Proceedings not only reported on events and ideas in the U.S. Navy, but also kept naval officers abreast of events in other countries and in other navies, at a time when most Americans paid little or no attention to events beyond our shores. There are articles on the tactics and strategies used in the Russo-Japanese War, as well as multiple—indeed, sometimes interminable—considerations of the Battle of Jutland.
There are many reflections on naval history in Proceedings, but since 1987, most of the historical pieces that otherwise would have appeared in Proceedings appear in the Institute’s other journal, Naval History, the leading periodical of its type and my personal favorite.
The Institute’s periodicals are at the core of its mission, but the Institute also has played many other roles.
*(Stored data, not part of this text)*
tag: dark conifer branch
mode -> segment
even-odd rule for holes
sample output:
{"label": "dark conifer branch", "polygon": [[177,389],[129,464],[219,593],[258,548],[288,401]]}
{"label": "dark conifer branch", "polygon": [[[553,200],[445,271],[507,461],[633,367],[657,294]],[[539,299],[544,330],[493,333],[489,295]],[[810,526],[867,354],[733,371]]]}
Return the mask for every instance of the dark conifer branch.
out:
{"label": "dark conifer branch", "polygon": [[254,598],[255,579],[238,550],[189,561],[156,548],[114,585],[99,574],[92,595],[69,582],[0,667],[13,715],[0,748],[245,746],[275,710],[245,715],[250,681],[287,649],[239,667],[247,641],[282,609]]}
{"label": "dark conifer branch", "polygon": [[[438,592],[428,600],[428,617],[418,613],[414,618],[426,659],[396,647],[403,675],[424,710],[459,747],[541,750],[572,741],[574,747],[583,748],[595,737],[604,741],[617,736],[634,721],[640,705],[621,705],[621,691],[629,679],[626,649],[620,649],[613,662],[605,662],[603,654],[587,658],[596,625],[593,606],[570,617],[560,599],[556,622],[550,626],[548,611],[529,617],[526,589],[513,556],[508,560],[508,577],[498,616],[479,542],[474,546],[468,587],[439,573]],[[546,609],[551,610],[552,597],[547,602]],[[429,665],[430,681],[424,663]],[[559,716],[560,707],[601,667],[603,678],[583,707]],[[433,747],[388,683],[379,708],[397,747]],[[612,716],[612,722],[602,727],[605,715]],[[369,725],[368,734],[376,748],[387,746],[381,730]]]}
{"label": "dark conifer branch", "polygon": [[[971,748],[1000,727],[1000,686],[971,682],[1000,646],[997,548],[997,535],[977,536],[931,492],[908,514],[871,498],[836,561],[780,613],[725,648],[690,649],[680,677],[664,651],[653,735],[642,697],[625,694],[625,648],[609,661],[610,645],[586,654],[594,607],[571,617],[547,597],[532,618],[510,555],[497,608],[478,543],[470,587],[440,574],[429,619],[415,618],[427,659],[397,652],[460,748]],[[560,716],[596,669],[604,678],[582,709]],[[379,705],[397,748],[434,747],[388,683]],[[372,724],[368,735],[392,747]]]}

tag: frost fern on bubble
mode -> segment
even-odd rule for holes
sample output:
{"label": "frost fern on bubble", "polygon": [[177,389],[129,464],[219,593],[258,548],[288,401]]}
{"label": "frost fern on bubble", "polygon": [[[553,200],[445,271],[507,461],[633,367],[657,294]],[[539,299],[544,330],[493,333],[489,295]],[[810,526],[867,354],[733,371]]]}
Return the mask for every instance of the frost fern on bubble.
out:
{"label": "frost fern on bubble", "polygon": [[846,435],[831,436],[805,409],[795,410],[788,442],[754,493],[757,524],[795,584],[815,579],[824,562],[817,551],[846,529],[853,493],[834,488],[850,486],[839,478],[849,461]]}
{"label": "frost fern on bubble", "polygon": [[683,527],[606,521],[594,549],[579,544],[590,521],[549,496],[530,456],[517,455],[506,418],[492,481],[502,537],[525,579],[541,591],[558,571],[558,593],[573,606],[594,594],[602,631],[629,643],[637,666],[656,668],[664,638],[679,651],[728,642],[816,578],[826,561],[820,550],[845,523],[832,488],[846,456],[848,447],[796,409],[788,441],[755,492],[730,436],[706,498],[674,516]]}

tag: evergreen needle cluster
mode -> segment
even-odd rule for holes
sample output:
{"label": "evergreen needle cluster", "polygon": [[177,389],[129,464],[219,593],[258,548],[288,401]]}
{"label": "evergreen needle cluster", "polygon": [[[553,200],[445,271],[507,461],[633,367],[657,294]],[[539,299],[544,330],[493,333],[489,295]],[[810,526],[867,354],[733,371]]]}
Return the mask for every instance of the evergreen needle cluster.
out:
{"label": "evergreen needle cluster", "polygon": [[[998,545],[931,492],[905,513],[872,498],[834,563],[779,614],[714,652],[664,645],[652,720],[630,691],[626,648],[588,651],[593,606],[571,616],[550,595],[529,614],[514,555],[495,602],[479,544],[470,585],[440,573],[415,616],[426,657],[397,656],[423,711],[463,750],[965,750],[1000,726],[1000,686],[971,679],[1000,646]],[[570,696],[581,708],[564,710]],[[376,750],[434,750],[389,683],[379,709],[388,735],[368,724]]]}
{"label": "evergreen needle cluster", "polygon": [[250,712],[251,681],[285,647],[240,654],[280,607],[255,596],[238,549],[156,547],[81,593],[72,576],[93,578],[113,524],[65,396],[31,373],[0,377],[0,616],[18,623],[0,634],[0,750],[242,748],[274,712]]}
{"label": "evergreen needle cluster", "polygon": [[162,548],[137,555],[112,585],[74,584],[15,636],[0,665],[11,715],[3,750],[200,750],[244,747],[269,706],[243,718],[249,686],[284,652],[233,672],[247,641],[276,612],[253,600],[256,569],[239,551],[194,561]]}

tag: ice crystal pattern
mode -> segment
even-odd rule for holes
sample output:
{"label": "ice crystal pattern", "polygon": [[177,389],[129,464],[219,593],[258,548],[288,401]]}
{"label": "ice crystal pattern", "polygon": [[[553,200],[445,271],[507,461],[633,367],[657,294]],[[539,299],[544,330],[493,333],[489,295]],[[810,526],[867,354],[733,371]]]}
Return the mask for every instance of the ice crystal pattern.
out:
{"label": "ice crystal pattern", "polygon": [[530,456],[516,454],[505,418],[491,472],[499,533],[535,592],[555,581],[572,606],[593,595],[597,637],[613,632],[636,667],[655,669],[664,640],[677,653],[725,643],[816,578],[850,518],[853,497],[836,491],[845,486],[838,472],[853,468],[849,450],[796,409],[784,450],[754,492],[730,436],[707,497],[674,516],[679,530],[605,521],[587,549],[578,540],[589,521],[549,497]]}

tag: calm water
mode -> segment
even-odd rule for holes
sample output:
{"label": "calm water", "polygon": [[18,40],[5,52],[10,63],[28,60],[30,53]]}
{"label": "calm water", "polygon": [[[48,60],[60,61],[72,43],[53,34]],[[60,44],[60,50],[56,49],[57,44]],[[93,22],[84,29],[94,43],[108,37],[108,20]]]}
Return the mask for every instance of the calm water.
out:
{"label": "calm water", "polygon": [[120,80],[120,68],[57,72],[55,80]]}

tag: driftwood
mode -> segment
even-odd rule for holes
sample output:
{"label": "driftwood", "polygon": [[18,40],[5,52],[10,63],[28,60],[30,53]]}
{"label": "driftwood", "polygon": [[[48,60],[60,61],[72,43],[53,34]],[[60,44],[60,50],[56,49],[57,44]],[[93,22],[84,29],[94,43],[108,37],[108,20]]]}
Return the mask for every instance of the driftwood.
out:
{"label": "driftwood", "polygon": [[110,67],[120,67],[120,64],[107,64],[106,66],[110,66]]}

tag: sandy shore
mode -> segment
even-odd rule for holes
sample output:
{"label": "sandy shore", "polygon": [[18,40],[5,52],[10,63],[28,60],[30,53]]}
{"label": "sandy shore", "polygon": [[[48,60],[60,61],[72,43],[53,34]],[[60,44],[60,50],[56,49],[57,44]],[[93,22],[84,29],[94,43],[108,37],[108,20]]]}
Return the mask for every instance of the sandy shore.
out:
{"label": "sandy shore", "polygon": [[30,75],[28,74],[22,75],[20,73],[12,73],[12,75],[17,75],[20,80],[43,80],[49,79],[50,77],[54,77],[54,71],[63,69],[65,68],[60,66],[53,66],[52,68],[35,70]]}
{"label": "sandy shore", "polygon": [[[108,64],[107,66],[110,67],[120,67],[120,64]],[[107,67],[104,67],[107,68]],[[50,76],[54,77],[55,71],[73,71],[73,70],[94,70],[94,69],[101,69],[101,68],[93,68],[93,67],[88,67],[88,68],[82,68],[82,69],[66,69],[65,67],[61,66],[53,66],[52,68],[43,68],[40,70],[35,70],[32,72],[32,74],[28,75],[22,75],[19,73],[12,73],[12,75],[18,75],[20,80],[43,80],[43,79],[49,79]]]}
In 1926, the Institute provided the seed money to create the Naval Historical Foundation. Its check was for $1,000. That, in itself, is an example of how much things have changed. Today, a copy of the 1917 Bluejacket’s Manual, another important product of the Institute, sells for that same amount.
In addition, of course, there is the Institute’s book-publishing arm, the Naval Institute Press. Founded in 1898, only 25 years after the organization itself, the press has published literally hundreds of books, none more important than the Bluejacket’s Manual, first published in 1902. A copy was handed to me when I was in boot camp in 1970. And, of course, it is still published today.
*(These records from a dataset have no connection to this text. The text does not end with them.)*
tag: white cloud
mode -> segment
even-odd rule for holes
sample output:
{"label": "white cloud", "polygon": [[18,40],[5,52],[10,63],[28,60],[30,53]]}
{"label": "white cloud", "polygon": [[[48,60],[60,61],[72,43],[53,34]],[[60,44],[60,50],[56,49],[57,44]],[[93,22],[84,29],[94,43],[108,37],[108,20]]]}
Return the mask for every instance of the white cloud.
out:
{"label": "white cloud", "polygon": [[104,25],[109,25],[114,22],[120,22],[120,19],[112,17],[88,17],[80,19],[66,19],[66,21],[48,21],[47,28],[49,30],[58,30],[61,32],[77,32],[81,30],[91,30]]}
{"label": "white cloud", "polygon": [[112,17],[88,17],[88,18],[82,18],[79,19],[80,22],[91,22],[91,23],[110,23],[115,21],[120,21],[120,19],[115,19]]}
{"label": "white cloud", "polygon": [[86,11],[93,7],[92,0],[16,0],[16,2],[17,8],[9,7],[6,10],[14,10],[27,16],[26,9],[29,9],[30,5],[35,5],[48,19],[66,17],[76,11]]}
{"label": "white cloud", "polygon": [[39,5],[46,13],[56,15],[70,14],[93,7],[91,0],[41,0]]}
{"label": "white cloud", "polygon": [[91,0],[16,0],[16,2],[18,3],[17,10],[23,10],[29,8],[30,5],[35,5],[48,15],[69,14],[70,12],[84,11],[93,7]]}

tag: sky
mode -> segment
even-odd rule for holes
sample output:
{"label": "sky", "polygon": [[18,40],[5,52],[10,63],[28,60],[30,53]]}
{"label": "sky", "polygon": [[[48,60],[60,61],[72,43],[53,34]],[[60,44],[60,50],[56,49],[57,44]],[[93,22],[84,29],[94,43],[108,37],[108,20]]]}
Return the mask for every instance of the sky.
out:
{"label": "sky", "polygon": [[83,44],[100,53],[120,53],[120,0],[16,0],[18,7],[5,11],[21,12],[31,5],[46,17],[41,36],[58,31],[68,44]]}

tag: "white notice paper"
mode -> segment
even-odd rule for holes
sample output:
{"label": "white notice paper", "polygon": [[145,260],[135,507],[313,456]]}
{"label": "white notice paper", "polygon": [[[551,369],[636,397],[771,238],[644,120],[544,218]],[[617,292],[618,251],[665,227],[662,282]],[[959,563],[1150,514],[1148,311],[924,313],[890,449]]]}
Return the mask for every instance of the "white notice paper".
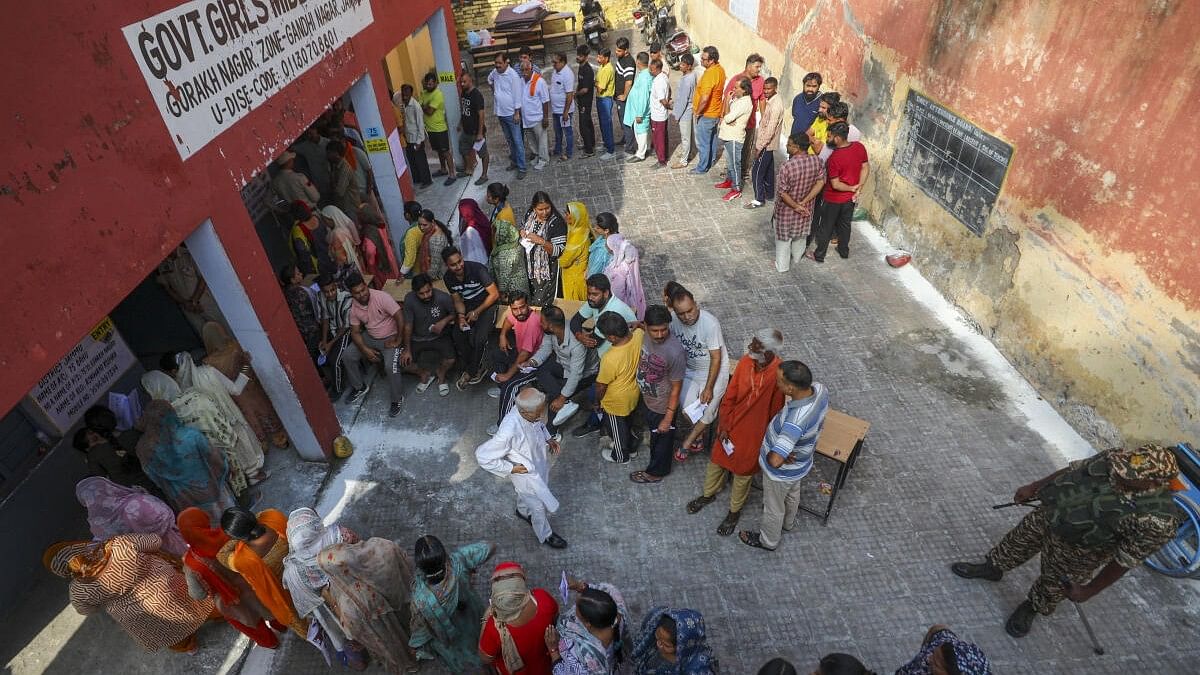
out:
{"label": "white notice paper", "polygon": [[474,150],[475,152],[479,152],[480,150],[483,149],[483,144],[486,142],[487,141],[485,139],[481,138],[481,139],[475,141],[474,145],[471,146],[471,149]]}
{"label": "white notice paper", "polygon": [[700,399],[696,399],[691,405],[683,409],[683,414],[688,416],[692,424],[695,424],[701,417],[704,417],[705,410],[708,410],[708,404],[701,403]]}
{"label": "white notice paper", "polygon": [[725,440],[721,441],[721,447],[722,447],[722,448],[725,448],[725,454],[726,454],[726,455],[732,455],[732,454],[733,454],[733,441],[729,440],[728,438],[726,438]]}
{"label": "white notice paper", "polygon": [[369,0],[191,0],[121,32],[187,159],[374,20]]}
The Naval Institute Press publishes many other professional books, some of which are also manuals of a sort, including The Petty Officer’s Drill Book, The Manual of Wireless Telegraphy, and the Division Officer’s Guide. Others have explored more philosophical topics, such as How Navies Fight by Frank Uhlig, or Wayne Hughes’ series on Fleet Tactics. The press also has rescued a number of classics from the out-of-print dustbin, including Julian Corbett’s Some Principles of Maritime Strategy, J. C. Wylie’s Military Strategy, and Samuel Eliot Morison’s multivolume History of United States Naval Operations in World War II.
And, of course, the Institute has published, and continues to publish, important books on naval history. Any serious naval historian discovers early that when you need a reliable, authoritative book on just about any topic of naval history, 80 percent of the time it will have been published by the Naval Institute Press. And this year the Naval Institute released Denis Clift’s book on the history of the Institute itself, aptly titled The Pen and the Sword, in which he goes into far more detail about its rich history.
Let me end by simply repeating what Captain Roy Smith said a hundred years ago in 1923: “With the possible exception of the War College at Newport, no other source has so greatly furthered the material development and professional advancement of the Navy than the Naval Institute.”
Congratulations.
Editor’s Note: Adapted from a speech presented at the Naval Institute’s 2023 Annual Meeting on 10 May.